Mesmo assim, quase 300 brasileiros conseguiram deixar o pesadelo cambojano – e começaram a viver outros, afirmou a diretora.
“Essas pessoas sofreram todo tipo de violência. Você atende uma vítima que não consegue mais trabalhar, não consegue sair de casa, tem medo do ser humano”, afirmou.
Além disso, de acordo com Sílvia, muitas passaram a ser perseguidas pelo Primeiro Comando da Capital (PCC), ligado às quadrilhas cambojanas e que faz ameaças para que essas vítimas não relatem às autoridades brasileiras o que sofreram.
Exatamente por isso, brasileiros que retornaram do Camboja não aceitaram conceder entrevista à Gazeta do Povo: temiam que, mesmo sem serem identificados nesta reportagem, qualquer trecho dos seus relatos poderia ajudar o PCC a saber quem são.
Da promessa ao pesadelo
Nas conversas com as vítimas, Sílvia Xavier ficou sabendo detalhes do modus operandi dessas quadrilhas cambojanas com ramificações internacionais.
Segundo a diretora, as vítimas são sempre aliciadas por pessoas conhecidas. “Um vizinho, amigo, parente, parente de um parente, que oferece uma boa oportunidade com ganhos exorbitantes de maneira fácil”, explicou.
No caso específico do Camboja, os brasileiros recebem propostas para trabalhar como agentes financeiros.
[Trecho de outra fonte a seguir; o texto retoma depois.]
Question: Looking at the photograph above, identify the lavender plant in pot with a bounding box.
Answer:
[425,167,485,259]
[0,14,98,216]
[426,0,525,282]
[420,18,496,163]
Chegando lá, são obrigados a vender criptomoedas falsas exclusivamente para brasileiros.
Para isso, têm que recorrer a diferentes táticas, inclusive com promessas de relacionamento amoroso. “Pessoas carentes caíam nessa cilada”, relatou Sílvia.
Mantidos em cárcere, os brasileiros têm documentos retidos, enfrentam jornadas de trabalho de até 15 horas diárias, só podem sair em grupos (“Se iam a uma farmácia, eram obrigados a tirar e enviar fotos dos pés para comprovar que permaneciam juntos”) e muitas vezes comem apenas uma refeição por dia (“Alguns chegaram a comer ratos”).
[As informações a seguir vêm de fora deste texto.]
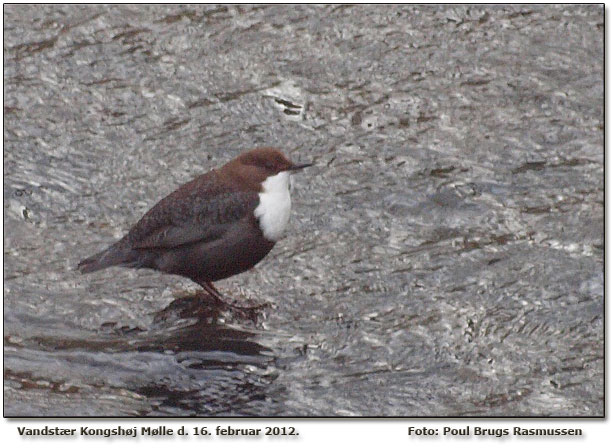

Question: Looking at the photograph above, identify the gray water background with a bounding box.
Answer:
[4,5,604,416]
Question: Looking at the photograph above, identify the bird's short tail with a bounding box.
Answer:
[77,244,130,274]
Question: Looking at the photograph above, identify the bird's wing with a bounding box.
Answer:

O banheiro é um buraco no chão, e os que demoram mais de cinco minutos fazendo suas necessidades têm que pagar multas – que também são aplicadas em outras situações (se a pessoa se esquece de desligar o ar condicionado, por exemplo).
Agressões físicas também são comuns, segundo os testemunhos colhidos por Sílvia Xavier, assim como a venda de trabalhadores para outras organizações criminosas, incluindo chinesas. Considerando a lucratividade para a economia local, autoridades fazem vista grossa.
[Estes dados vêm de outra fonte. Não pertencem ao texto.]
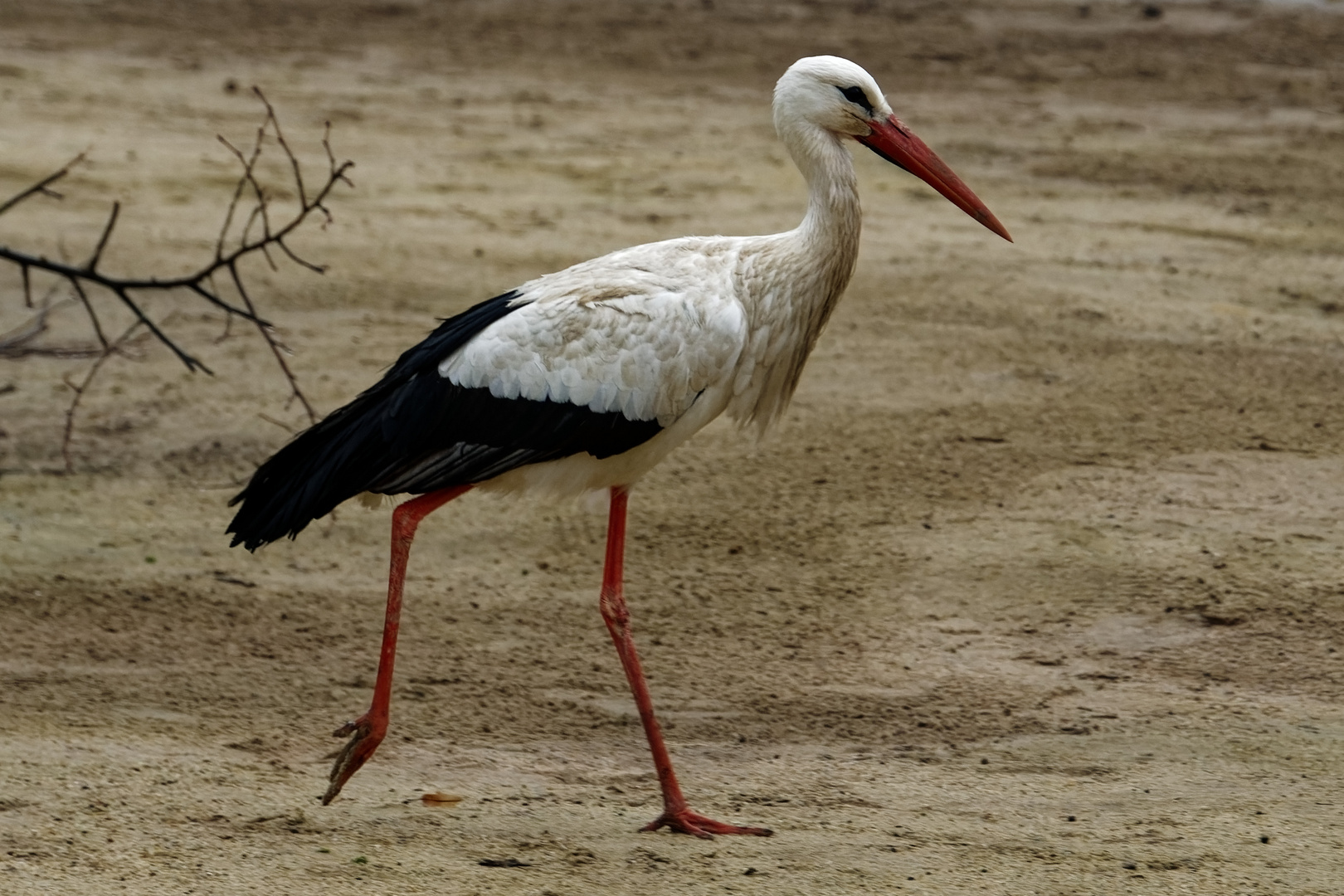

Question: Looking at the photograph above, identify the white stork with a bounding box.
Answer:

“Um rapaz passou por oito, nove países para chegar lá e em nenhum deles ele chegou a apresentar carteira de identidade. Ele chegava, estava a foto dele, o nome dele, e ele saía por uma porta ao lado, não passava por nenhum tipo de fiscalização, nenhum policial pedia documento. Entende-se que essa organização criminosa é muito grandiosa, está em muitos países, e certamente há autoridades dentro dela”, disse a diretora.
Mudanças possíveis – mas só até certo ponto
Na nota enviada à reportagem, o Ministério da Justiça afirmou que medidas foram tomadas para resgatar mais brasileiros do golpe cambojano: a confecção de um informativo sobre repatriação de brasileiros em possível risco de tráfico de pessoas do Camboja, Laos, Mianmar e Tailândia; e o desenvolvimento de um protocolo operativo padrão de atendimento às vítimas brasileiras do tráfico internacional de pessoas.
Sílvia Xavier destacou outras iniciativas, como a elaboração do quarto plano nacional de atendimento às vítimas de tráfico humano e trabalho análogo à escravidão e discussões para mudanças na legislação, para que a pessoa não seja responsabilizada criminalmente pelos crimes que foi obrigada a cometer lá fora (a diretora também defende tornar a punição por tráfico de pessoas mais rígida).
Ainda assim, há limitações até onde esse trabalho pode chegar, pela forma como a cultura do cibercrime está entranhada no Camboja, alertou a diretora.
“Nós temos nossas leis, cada país tem as suas, a gente não tem como controlar isso. A gente só pode sugerir [mudanças no Camboja]. É uma nação acostumada a esse tipo de trabalho, a esse tipo de crimes”, lamentou.